Hinter allen 9 „Göttern“ der Dreifaltigkeit steht der Eine Gott, der Welten-Gott, der Herrscher und König der „Götter“, der Allmächtige. Die „Götter“ sind seine Augen, Ohren, Münder, Hände und Füße, durch die er Sich selbst erfährt und die Schöpfung Seiner „Götter“ ganz genau beobachtet.

In Seinem Innersten (Seinem Herz) hat ER einst die Ur-Energien Geist, Sonne/Licht und Bewusstsein geschaffen, die Basis aller Dreifaltigkeiten und Schöpfungen. Aus diesen Ur-Energien heraus sind die neun möglichen Energiestrukturen entstanden, die wiederum abgestufte Dreifaltigkeiten der Ur-Energien bilden. Dabei ist keine Dreifaltigkeit besser oder schlechter, ihr Energieschwerpunkt ist nur jeweils ein anderer.

Die Menschen auf der Erde befinden sich demnach in dem Universums-Gott der 3. Dreifaltigkeit des Welten-Gottes. Dieser hat durch seine Bewusstseinskraft die Basis und den Lebensraum für einzelne Individuen (Seele-Geist-Wesen) erst möglich gemacht.

Das Universum des Universums-Gottes teilt sich aufgrund seiner enormen Schöpfungsfreude wiederum in einzelne Ebenen/Welten auf:

Im Herzzentrum von allem liegt das Herz des Universums-Gottes mit all seiner gebündelten Gottes-Bewusstseins-Energie. Dort befinden sich seine Engel (HGMM) und die spirituellen Meister (AGMM), die gleichzeitig auch in Verbindung zur höchsten Instanz, nämlich dem Welten-Gott, hinter allem, stehen.

Außerhalb davon befindet sich das „Spielfeld“ des Univerums-Gottes.

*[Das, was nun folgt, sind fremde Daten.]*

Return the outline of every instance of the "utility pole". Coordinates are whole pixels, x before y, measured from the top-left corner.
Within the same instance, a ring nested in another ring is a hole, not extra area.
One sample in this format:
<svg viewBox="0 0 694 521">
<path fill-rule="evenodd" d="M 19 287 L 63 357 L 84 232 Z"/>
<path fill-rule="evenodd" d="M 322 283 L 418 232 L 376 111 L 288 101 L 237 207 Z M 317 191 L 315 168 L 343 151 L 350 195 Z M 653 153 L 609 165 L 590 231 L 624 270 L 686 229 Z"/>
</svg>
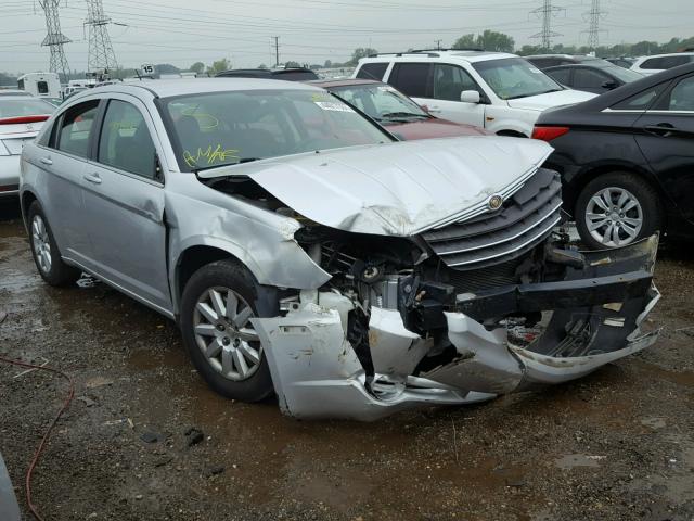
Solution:
<svg viewBox="0 0 694 521">
<path fill-rule="evenodd" d="M 69 66 L 67 65 L 63 46 L 73 40 L 61 31 L 61 18 L 57 13 L 59 2 L 60 0 L 39 0 L 39 5 L 46 13 L 46 29 L 48 31 L 41 42 L 41 47 L 48 47 L 51 51 L 51 73 L 62 74 L 62 80 L 67 82 L 69 80 Z"/>
<path fill-rule="evenodd" d="M 274 66 L 280 66 L 280 37 L 273 36 L 274 39 Z"/>
<path fill-rule="evenodd" d="M 86 0 L 87 20 L 89 26 L 89 60 L 87 69 L 90 73 L 116 68 L 116 53 L 111 45 L 108 28 L 111 18 L 104 14 L 102 0 Z"/>
<path fill-rule="evenodd" d="M 600 0 L 592 0 L 590 11 L 584 14 L 588 18 L 588 47 L 594 51 L 600 45 L 600 33 L 603 30 L 600 28 L 600 18 L 605 15 L 605 11 L 600 10 Z"/>
<path fill-rule="evenodd" d="M 562 36 L 552 30 L 552 18 L 556 16 L 558 11 L 563 11 L 563 8 L 552 5 L 552 0 L 542 0 L 541 8 L 530 11 L 530 14 L 542 18 L 542 30 L 530 38 L 540 38 L 541 47 L 547 51 L 552 50 L 552 38 Z"/>
</svg>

Es besteht aus Dimensionen (=Bewusstseinsebenen der Individuen) und den dazugehörigen Unterebenen (=Existenzebenen für die Inkarnations-Körper der individuellen Geschöpfe, sowohl physischer als auch feinstofflicher Art).

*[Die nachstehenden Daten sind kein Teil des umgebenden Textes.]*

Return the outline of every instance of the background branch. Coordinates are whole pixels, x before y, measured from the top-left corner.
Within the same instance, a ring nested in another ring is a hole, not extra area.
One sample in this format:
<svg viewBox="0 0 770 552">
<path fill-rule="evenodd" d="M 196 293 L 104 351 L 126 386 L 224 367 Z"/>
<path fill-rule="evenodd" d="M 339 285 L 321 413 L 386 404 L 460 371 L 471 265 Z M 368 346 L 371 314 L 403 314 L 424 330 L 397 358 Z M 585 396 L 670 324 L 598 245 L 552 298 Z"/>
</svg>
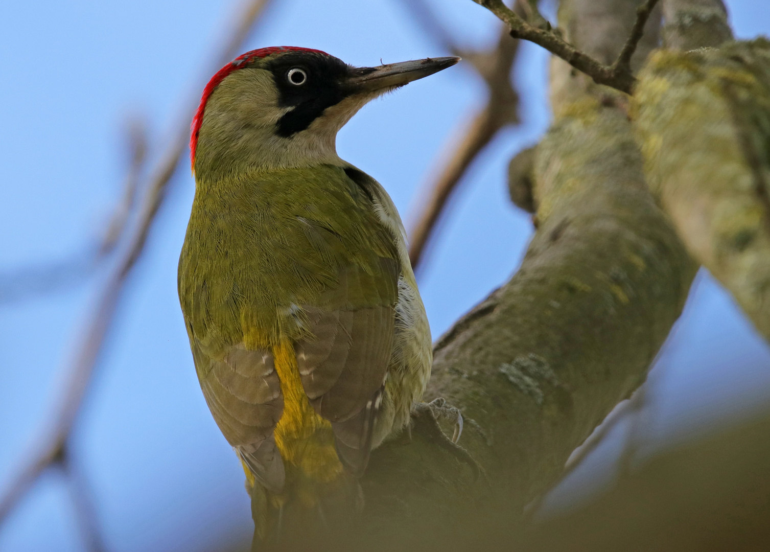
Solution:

Es gibt insgesamt 7 Dimensionen, die das Herz des Universums-Gottes kreisförmig umgeben und deren Bewusstsein abnimmt, je weiter sie vom Herz des Universums-Gottes entfernt sind:

  • 7. Dimension: Gottes-Bewusstsein
  • 6. Dimension: Spirituelles Meister-Bewusstsein = Göttliches Liebe- und Licht-Bewusstsein
  • 5. Dimension: Licht-Bewusstsein
  • 4. Dimension: Wir-Bewusstsein
  • 3. Dimension: Ego-Bewusstsein (vorherrschendes Menschen-Bewusstsein auf der Erde)
  • 2. Dimension: Instinkt-Bewusstsein/niederes Ego-Bewusstsein (Tier- und Pflanzenbewusstsein)
  • 1. Dimension: Starre- bzw. erstarrtes Ego-Bewusstsein (Stein- und Mineralien-Bewusstsein)

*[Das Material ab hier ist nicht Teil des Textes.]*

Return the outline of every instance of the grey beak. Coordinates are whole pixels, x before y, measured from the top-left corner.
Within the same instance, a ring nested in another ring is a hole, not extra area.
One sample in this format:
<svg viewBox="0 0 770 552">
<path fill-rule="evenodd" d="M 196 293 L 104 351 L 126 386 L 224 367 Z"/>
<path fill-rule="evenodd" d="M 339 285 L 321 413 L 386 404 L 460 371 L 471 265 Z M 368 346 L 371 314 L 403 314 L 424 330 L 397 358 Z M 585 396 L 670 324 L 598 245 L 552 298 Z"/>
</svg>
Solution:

Jede dieser Dimensionen hat wiederum 7 Unterebenen, in denen die Individuen (Seele-Geist-Wesen) existieren können. Auch hier nimmt die Schwingung von 7. bis 1. Unterebene ab und wird immer grobstofflicher:

  • 7. atmane Unterebene (vergeistigte Existenzebene)
  • 6. buddhi Unterebene (erleuchtete Existenzebene)
  • 5. kausale Unterebene (bewusste Existenzebene)
  • 4. mentale Unterebene (geistige Existenzebene auf der Basis von Gedanken und Emotionen)
  • 3. helle astrale Unterebene (feinstoffliche, lichtvolle Existenzebene der Seele-Geist-Wesen, die nahe der physischen Ebene liegt)
  • 2. dunkle, astrale Unterebene (feinstoffliche, dunkle Existenzebene der Seele-Geist-Wesen, die nahe der physischen Ebene liegt und Zugang zu den Minus-Dimensionen aufweist)
  • 1. grobstoffliche Unterebene (materielle Existenzebene, in der wir Menschen leben)

Es fällt auf, dass es sehr viele feinstoffliche Unterebenen gibt, aber nur sehr wenige physische, materielle Unterebenen (genauer gesagt: nur eine), was zeigt, dass die materielle Welt, die wir mit unseren Augen sehen, nur einen kleinen Bruchteil der gesamten Schöpfungsebenen ausmacht. Der übrige Bereich spielt sich in den für unsere Augen nicht sichtbaren feinstofflichen Ebenen ab.

Oben genannte Dimensionen werden auch als Plus-Dimensionen (göttliche Dimensionen) bezeichnet, da sie nach „oben“ zum Universums-Gott führen.

Daneben gibt es die so genannten Minus-Dimensionen (=anti-göttliche Dimensionen), die an die 1. Dimension anschließen und nach „unten“ zum Anti-Gott (Satan/Luzifer) führen:

  • -1. Dimension: Anti-göttliches Starre-Bewusstsein bzw. erstarrtes Ego-Bewusstsein (Stein- und Mineralien-Bewusstsein)
  • -2. Dimension: Anti-göttliches, niederes Ego-Bewusstsein/Instinkt-Bewusstsein (Tier- und Pflanzenbewusstsein)
  • -3. Dimension: Anti-göttliches Ego-Bewusstsein (ebenfalls bei sehr vielen Menschen auf der Erde vorherrschend)
  • -4. Dimension: Anti-göttliches Ego-Einheits-Bewusstsein
  • -5. Dimension: Anti-göttliches Ego-Licht-Bewusstsein (=Dunkelheit-Bewusstsein)
  • -6. Dimension: Anti-göttliches Ego-Liebe- und Ego-Licht-Bewusstsein (=Nicht-Liebe und Dunkelheit-Bewusstsein; Ebene der anti-göttlichen spirituellen Meister)
  • -7. Dimension: Anti-Gott-Bewusstsein (=Luzifer-Bewusstsein)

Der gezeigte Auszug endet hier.